Unexpectedly to members of his own party, predictably to the bookies, Jeremy Corbyn, an old fashioned left wing MP was elected leader of the UK Labour Party a few days ago, since when our national media have been stunned by a man who hasn’t been and doesn’t want to be, packaged for public consumption. They are terrified at the prospect of someone who might want to go home for supper at the end of the day rather than give a series of bland sound bites to satisfy the ridiculous appetite of news media for 24 hour information. You only need to look at the various news bulletins of the BBC throughout the day to realise that there is simply not enough information of the right kind to satisfy its feeding frenzy. Of course there are plenty real stories from all round the world that actually matter, but it doesn’t want them. The news media only favour politicians who bow to their power to determine which politicians the public will be allowed to like. It is often said the the Murdoch press is like this, but in fact the neutral BBC in all its dignity is just as guilty of this childish self-importance as the Sun. Or maybe it’s not so childish. Maybe if the public rejected this nonsense, some journalists would be out of a job.

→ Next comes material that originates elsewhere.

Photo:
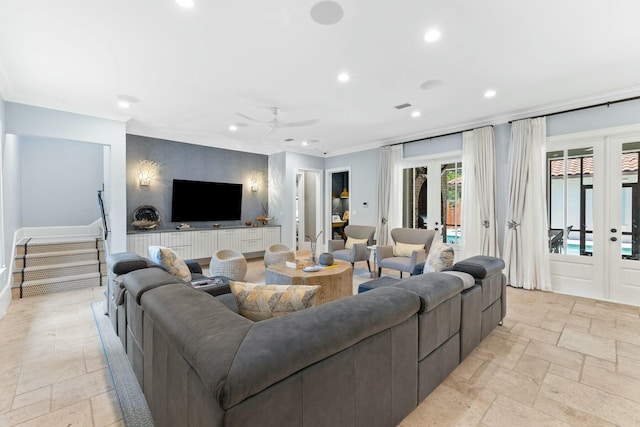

In any case, the press has of course subjected Mr. Corbyn to as much scrutiny as it could devise, much of it utterly trivial. Will he wear a red poppy on Remembrance Day? ( He’s a pacifist) Will he sing the national anthem? (He’s a republican) I have to remind my non- British readers that our national song does not praise our nation but prays for our Queen, that she may be glorious and victorious, especially, in the verse we never sing, over the uppity Scots. In fact, at a ceremony remembering the Pilots of the Battle of Britain he simply kept a respectful silence during the anthem.
This has raised a ridiculous howl of condemnation even from members of his own party. How could he have respect for the dead if he didn’t have respect for the Monarch?
People really have to grow up. Basic lack of education may have something to do with these people not having heard of republicanism, nor ever asked whether they would not prefer to be citizens rather than, as they are, subjects of the Queen. It also seems likely that they will be ignorant of the history of the Royal Family before the second world war, showing all manner of admiration for Hitler and interest in fascism. They headed a class of Britons whose blindness to the dangers of Nazism, meant that the nation was so unprepared for war, it had to sacrifice young pilots with a few day’s training to halt Hitler’s offensive.
The compliance of the established churches, namely the Church of England and my own Church of Scotland who perpetuate various forms of servile grovelling to the monarchy in the name of Christ, is in my view, regrettable. The story of Jesus shows little respect for monarchs. Right from his birth Jesus’ life is threatened by the muderous King Herod, according to Matthew. Given that there is no contemporary corroboration for the terrible massacre alleged by Matthew, we may be inclined to disregard his story, but true or false it expresses no respect for the royal family. Mark tells the reader that early in Jesus’ ministry the religious leaders were conspiring with Herod’s party ( a different Herod) to eliminate him. Mark also gives a lengthy comparison between King Herod, who almost literally consumes his people ( the head of John the Baptist in a dish) and King Jesus who feeds his people ( the feeding of the 5000). Luke notes that when Jesus was warned that Herod was trying to catch him he replied, calling Herod, “that old fox”. Faced with the question of recognising Caesar Jesus reminds people that whereas the Roman coinage may bear Caesar’s image, every human being bears the image of God. Finally John tells us that Jesus was courteous to Pilate but did not give way to him, claiming that the source of his authority was greater than Rome.
This brief survey suggests that in Jesus’ view, as recorded in the Gospels, monarchs and rulers were entitled to no more respect than others, and like others, were accountable to the one true king. But we should also note that even when dealing with Pilate who had shed the blood of his countrymen, he remained open and courteous.
I think Jesus would have been unimpressed by the medieval trappings of royalty in the UK but would have recognised Elizabeth as a modest, dutiful and very hard-working head of state. As such she would have had his respect. I do not think he would have respected our national anthem.
Although the Church of Scotland has not put itself in the abysmally servile relation to the crown accepted by the Church of England, I believe it should be disestablished, as I’m sure it would have to be in an independent Scotland. Church people should offer to monarchs the respect they offer to all women, men and children, but not more.